Когда Нина вбегала в загон, Куричев бледнел от тревоги: лягнут, наступят, укусят, стиснут. А она, пробираясь к недоеной лошади, проворно мелькала в табуне, оборачиваясь, смеялась, шаловливо вскидывала гривы. Если бы Куричев не знал, что Нина замужем и имеет двух детей, он не принял бы ее за женщину. В эти минуты казалось, что она все еще находится в той поре юности, когда каждый поступок освещен чистотой, естественностью, безмятежностью. По-видимому она не утратила прежних удивительных свойств. Иначе он не полюбил бы ее так. Молитвенно. Тайно. Неотвратимо. Без надежд.
С позволения Линизы Нина подоила пегую кобылу. И когда выливала молоко из туеса в бидон, к ней подбежал жеребеночек, ткнул мордой в плечо и отпрыгнул.
— Не бойся, — сказала Линиза. — Шалун.
Нина хлопнула ладонями. Он отскочил, игриво попрядал ушами и вдруг стрельнул к ней, промчался впритирку. Нина задорно побежала за ним. Он запрыгал вполуоборот, косясь дегтярным глазом. Едва Нина обвила его за шею, начал мягко вскидываться, словно хотел встать на дыбы.

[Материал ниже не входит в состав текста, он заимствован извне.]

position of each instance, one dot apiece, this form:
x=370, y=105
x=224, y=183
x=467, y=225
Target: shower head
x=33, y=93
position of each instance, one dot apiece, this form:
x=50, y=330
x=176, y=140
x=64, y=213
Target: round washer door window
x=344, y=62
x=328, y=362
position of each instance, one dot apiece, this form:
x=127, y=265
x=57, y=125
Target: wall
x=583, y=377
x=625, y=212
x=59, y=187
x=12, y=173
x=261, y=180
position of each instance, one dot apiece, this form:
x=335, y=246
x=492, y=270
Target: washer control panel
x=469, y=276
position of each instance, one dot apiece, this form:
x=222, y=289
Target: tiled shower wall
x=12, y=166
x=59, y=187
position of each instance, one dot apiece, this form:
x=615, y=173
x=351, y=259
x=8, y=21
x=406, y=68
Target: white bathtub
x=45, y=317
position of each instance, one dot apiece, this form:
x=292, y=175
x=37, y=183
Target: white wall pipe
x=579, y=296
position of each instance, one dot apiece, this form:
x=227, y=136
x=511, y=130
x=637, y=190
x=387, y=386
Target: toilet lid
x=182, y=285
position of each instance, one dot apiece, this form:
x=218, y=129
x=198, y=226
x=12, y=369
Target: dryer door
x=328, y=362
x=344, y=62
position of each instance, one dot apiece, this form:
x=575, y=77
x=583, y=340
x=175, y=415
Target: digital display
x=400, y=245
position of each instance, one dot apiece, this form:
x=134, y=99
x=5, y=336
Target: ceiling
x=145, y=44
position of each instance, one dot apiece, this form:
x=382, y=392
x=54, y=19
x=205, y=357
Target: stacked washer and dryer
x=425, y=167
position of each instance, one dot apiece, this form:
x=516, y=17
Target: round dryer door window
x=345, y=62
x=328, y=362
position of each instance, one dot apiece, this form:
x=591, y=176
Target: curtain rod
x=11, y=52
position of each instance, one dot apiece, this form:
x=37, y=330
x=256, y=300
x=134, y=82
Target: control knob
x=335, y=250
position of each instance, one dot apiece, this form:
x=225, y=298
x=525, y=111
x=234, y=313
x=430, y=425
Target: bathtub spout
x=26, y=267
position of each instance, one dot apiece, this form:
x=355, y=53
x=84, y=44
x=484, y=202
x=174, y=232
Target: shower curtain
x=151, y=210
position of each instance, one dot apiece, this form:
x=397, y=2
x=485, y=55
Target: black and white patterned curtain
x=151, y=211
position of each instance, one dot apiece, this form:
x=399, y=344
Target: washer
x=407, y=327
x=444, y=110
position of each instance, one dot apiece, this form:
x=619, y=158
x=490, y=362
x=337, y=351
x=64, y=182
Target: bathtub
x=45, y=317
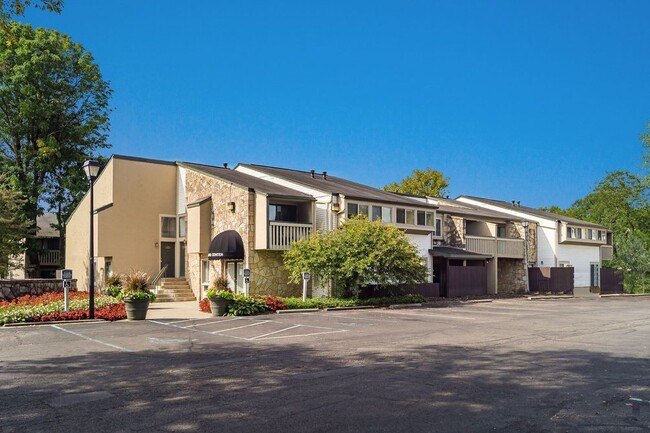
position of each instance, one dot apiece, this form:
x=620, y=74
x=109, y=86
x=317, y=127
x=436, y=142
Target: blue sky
x=533, y=101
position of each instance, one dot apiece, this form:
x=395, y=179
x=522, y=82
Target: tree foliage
x=429, y=182
x=53, y=113
x=360, y=253
x=12, y=8
x=13, y=227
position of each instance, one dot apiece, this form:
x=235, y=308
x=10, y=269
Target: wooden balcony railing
x=606, y=252
x=481, y=245
x=497, y=247
x=51, y=257
x=510, y=248
x=282, y=235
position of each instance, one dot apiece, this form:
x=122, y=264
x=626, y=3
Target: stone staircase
x=174, y=290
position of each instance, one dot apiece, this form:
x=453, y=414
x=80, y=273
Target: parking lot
x=508, y=365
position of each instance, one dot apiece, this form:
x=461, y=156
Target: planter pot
x=136, y=309
x=219, y=306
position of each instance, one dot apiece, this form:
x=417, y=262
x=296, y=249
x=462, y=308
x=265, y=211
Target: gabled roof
x=336, y=185
x=535, y=212
x=455, y=207
x=247, y=181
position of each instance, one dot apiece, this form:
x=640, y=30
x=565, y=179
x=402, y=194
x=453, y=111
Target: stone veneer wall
x=454, y=234
x=512, y=276
x=199, y=186
x=11, y=289
x=268, y=275
x=515, y=230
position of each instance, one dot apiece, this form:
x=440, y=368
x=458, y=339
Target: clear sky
x=526, y=100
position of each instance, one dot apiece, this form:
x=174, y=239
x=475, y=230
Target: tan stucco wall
x=127, y=231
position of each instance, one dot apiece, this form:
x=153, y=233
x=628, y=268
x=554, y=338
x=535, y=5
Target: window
x=410, y=217
x=376, y=213
x=401, y=216
x=168, y=227
x=182, y=226
x=353, y=209
x=282, y=212
x=387, y=214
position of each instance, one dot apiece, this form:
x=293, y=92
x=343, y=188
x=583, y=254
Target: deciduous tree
x=53, y=111
x=429, y=182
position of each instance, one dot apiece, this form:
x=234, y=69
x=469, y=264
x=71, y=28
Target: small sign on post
x=66, y=276
x=305, y=277
x=247, y=280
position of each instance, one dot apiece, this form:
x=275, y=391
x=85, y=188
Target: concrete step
x=175, y=298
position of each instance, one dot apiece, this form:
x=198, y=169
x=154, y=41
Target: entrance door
x=181, y=262
x=595, y=274
x=168, y=257
x=235, y=272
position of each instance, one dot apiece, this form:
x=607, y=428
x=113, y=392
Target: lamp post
x=91, y=168
x=524, y=224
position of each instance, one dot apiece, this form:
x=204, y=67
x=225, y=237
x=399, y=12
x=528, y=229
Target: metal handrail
x=156, y=279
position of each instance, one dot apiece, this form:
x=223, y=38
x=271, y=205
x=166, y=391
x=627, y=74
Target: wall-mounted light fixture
x=336, y=202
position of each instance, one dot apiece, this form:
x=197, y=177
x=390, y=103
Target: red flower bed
x=45, y=298
x=111, y=313
x=274, y=303
x=204, y=305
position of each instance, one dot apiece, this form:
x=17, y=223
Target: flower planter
x=136, y=309
x=219, y=306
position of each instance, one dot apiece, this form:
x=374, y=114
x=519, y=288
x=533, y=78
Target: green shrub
x=243, y=305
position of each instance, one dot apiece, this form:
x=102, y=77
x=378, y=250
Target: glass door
x=235, y=275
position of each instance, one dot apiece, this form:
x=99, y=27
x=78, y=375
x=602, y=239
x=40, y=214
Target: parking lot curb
x=400, y=306
x=58, y=322
x=361, y=307
x=298, y=310
x=552, y=297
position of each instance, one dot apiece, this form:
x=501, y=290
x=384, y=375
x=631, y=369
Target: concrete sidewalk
x=176, y=310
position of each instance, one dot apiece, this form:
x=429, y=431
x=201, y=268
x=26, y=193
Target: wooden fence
x=466, y=281
x=611, y=281
x=548, y=279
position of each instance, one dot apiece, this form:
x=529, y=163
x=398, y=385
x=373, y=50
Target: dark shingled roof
x=536, y=212
x=337, y=185
x=247, y=181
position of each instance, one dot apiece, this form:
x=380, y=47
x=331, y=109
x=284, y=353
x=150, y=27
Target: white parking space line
x=94, y=340
x=303, y=335
x=241, y=327
x=274, y=332
x=211, y=322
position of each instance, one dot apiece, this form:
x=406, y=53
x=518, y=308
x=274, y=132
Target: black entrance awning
x=226, y=246
x=457, y=254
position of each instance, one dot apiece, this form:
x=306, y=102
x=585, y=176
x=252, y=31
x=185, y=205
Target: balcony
x=497, y=247
x=606, y=252
x=50, y=258
x=282, y=234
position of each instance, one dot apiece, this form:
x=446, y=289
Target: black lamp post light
x=91, y=168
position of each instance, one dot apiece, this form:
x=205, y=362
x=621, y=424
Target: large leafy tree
x=14, y=229
x=54, y=114
x=360, y=253
x=427, y=182
x=11, y=8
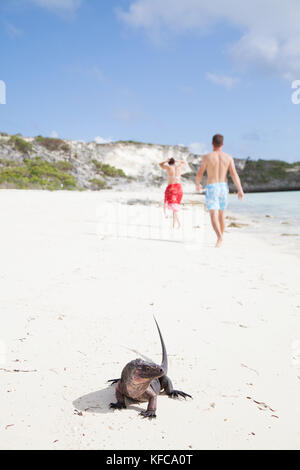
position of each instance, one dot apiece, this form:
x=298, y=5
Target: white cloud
x=101, y=140
x=222, y=80
x=63, y=5
x=198, y=148
x=269, y=29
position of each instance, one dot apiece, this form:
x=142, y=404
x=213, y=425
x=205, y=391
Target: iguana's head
x=142, y=371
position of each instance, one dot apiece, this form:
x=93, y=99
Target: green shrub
x=108, y=170
x=20, y=144
x=53, y=144
x=36, y=173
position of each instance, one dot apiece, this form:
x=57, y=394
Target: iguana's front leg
x=120, y=400
x=152, y=404
x=167, y=386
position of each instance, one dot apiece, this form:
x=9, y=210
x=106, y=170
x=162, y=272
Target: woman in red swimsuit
x=173, y=193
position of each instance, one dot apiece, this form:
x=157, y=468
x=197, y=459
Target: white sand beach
x=78, y=295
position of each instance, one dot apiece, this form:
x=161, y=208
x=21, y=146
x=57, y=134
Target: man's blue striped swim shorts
x=217, y=196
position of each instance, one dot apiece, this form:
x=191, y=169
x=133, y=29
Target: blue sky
x=167, y=71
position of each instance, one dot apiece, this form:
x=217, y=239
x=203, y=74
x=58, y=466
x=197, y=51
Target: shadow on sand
x=98, y=402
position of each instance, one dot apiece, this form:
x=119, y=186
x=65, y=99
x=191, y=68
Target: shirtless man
x=173, y=193
x=217, y=164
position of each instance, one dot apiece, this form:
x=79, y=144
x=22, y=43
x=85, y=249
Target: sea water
x=275, y=215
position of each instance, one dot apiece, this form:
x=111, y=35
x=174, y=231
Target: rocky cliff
x=60, y=164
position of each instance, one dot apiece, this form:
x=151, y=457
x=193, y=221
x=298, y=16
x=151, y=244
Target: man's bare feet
x=219, y=242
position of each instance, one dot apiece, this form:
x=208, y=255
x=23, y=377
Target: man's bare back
x=217, y=164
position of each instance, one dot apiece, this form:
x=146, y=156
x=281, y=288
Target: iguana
x=142, y=381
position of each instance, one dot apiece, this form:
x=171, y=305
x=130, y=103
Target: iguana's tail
x=164, y=363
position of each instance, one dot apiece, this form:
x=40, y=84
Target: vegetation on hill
x=53, y=144
x=35, y=173
x=107, y=170
x=20, y=144
x=98, y=184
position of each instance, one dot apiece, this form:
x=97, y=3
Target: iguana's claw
x=117, y=406
x=148, y=414
x=113, y=381
x=178, y=393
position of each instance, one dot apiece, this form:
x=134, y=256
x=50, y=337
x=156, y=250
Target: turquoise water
x=283, y=206
x=275, y=216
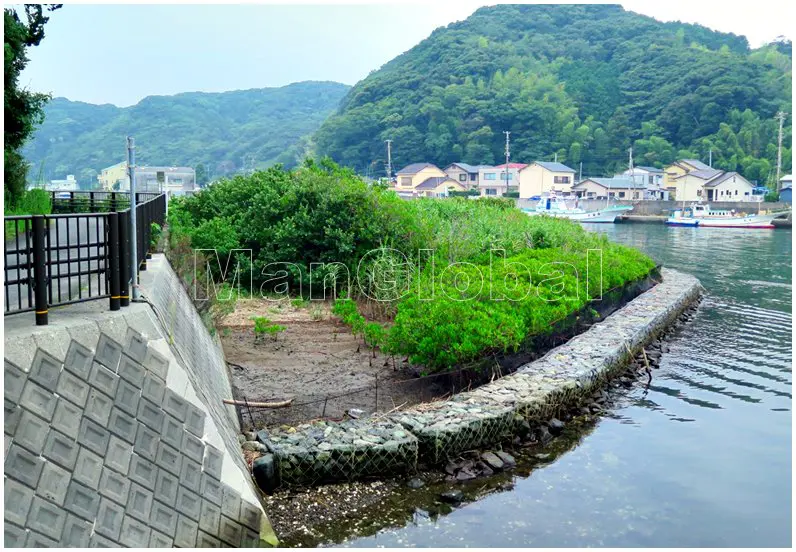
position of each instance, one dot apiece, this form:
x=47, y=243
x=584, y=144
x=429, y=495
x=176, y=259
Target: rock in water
x=508, y=459
x=492, y=460
x=265, y=473
x=452, y=497
x=556, y=426
x=415, y=483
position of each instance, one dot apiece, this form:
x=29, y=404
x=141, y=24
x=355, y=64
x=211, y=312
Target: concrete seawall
x=115, y=434
x=431, y=433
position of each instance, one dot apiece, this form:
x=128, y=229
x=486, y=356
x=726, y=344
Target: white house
x=713, y=185
x=492, y=180
x=545, y=176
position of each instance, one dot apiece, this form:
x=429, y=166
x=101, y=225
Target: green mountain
x=222, y=131
x=583, y=82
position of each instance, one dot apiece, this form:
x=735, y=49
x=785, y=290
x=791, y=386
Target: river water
x=703, y=458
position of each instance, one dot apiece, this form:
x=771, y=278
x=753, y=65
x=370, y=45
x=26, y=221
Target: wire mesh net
x=321, y=452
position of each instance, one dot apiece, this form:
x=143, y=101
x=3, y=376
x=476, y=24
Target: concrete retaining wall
x=646, y=208
x=491, y=413
x=115, y=434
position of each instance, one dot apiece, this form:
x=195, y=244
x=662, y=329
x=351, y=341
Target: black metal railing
x=95, y=202
x=61, y=259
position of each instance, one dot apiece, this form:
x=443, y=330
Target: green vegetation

И Нине и Куричеву понравился кумыс: холодный, резкий, приятно отдающий солодом. Они сидели на высоких лавочках, облокотясь о длинный-длинный стол, и пили этот ядреный напиток, приготовленный из квашеного кобыльего молока. Нина опять молчала, но не так, как в дороге: там хотелось быть одинокой в светлом безмолвии, а здесь — заодно с Куричевым. Она приближала к его лицу свое, милое, еще более зарумянившееся, вертела ладонями стакан, прислоняла его к стакану Куричева.
Во взгляде Нины было столько тепла и доверия, как будто между ними установилась большая тайна. Да, пожалуй, они обладают одной и той же тайной, но не такой, которую нужно скрывать, потому что она безнравственна, а такой, которая теряет очарование, если в нее посвятить непричастное сердце. Есть вещи, прекрасные лишь для одного тебя. Ты потрясен их несказанным значением, другие же воспринимают их как нечто мизерное, серое, скучное. Они постигаются чувством. Осознавать их, что трогать крылья бабочки: сотрешь пыльцу, гравюру узоров, — лишишь полета.